DUBAI, UNITED ARAB EMIRATES (AP) - The crew of the latest “Mission: Impossible” will have at least one tall task: filming shots involving the world’s highest building.
The filmmakers are being tightlipped about plot details and where exactly they plan to shoot in Dubai. But star Tom Cruise and producer Bryan Burk did let slip Thursday that the fourth installment of the big screen series will feature scenes with the Mideast city-state’s more than half-mile-high (828-meter-high) Burj Khalifa.
“I’ll be spending many days, many hours on the side of this building,” Cruise told The Associated Press at the base of the silvery spire. “I can’t give you details, but I will be up there,” he said.
Unlike previous sequels in the spy franchise, the fourth installment will go without a number. Cruise blew its cover Thursday: “Mission: Impossible _ Ghost Protocol.”
Cruise is in the emirate with his family to shoot scenes for the movie after wrapping up filming in the Czech capital Prague. Co-stars Paula Patton from “Precious” and Jeremy Renner from “The Hurt Locker” are also in town.
In an interview, Cruise dismissed talk that he’d taken a big upfront pay cut for this “Mission: Impossible.”
The 48-year-old star, who most recently appeared alongside Cameron Diaz in the poorly performing “Knight and Day,” laughed off a question about whether he was still bankable at this stage of his career. “No worries” was his brief response.
And as for speculation he could reprise his role as Lt.

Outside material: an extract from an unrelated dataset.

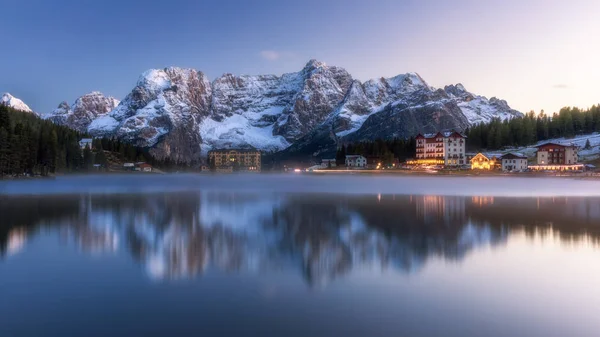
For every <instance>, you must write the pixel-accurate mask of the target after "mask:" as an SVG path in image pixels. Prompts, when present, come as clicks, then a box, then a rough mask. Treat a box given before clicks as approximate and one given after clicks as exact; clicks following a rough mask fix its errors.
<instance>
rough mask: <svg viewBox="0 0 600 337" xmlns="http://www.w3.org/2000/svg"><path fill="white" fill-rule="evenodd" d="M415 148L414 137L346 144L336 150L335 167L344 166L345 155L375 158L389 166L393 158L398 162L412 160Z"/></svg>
mask: <svg viewBox="0 0 600 337" xmlns="http://www.w3.org/2000/svg"><path fill="white" fill-rule="evenodd" d="M415 148H416V141H415V138H414V137H410V138H407V139H401V138H394V139H391V140H384V139H377V140H373V141H362V142H358V143H348V144H343V145H342V146H340V147H339V148H338V150H337V153H336V156H335V159H336V160H335V161H336V164H337V165H344V164H345V161H346V155H362V156H364V157H365V158H369V157H377V158H378V159H379V160H381V162H382V164H383V165H390V164H392V163H393V162H394V158H398V159H399V160H400V161H405V160H406V159H409V158H414V156H415Z"/></svg>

Pete “Maverick” Mitchell in a Top Gun sequel? Cruise was noncommittal.
“Those things are a long way off. It takes a long time to figure out stuff,” he said.
Filmmakers said little about what role Dubai would play in the upcoming “Mission: Impossible,” which will also include scenes shot in Moscow and Vancouver.
They ducked questions about financial troubles and global terrorism, opting instead to praise Dubai’s boldness and over-the-top architecture.
“We love the fact that it’s a big, new city, that it hasn’t been photographed very much … It’s almost like sets that you could never afford,” said director Brad Bird, who is best known for helming the animated features “Ratatouille” and “The Incredibles.”
The Persian Gulf sheikdom raced to put up towering skyscrapers and manmade islands during a multiyear building boom, only to see its fortunes turn sour and property prices collapse when the global economy stumbled.
It has also emerged as a city of international intrigue, highlighted by this year’s assassination of Hamas commander Mahmoud al-Mabhouh, allegedly by a hit team of Israeli spies, in a Dubai hotel room.
Dubai is eager to attract big-budget filmmakers. It has held an international film festival since 2004. A company run by the emirate’s ruler is building a Mideast version of Hollywood on the city’s outskirts that promises film studios, backlots and sound stages.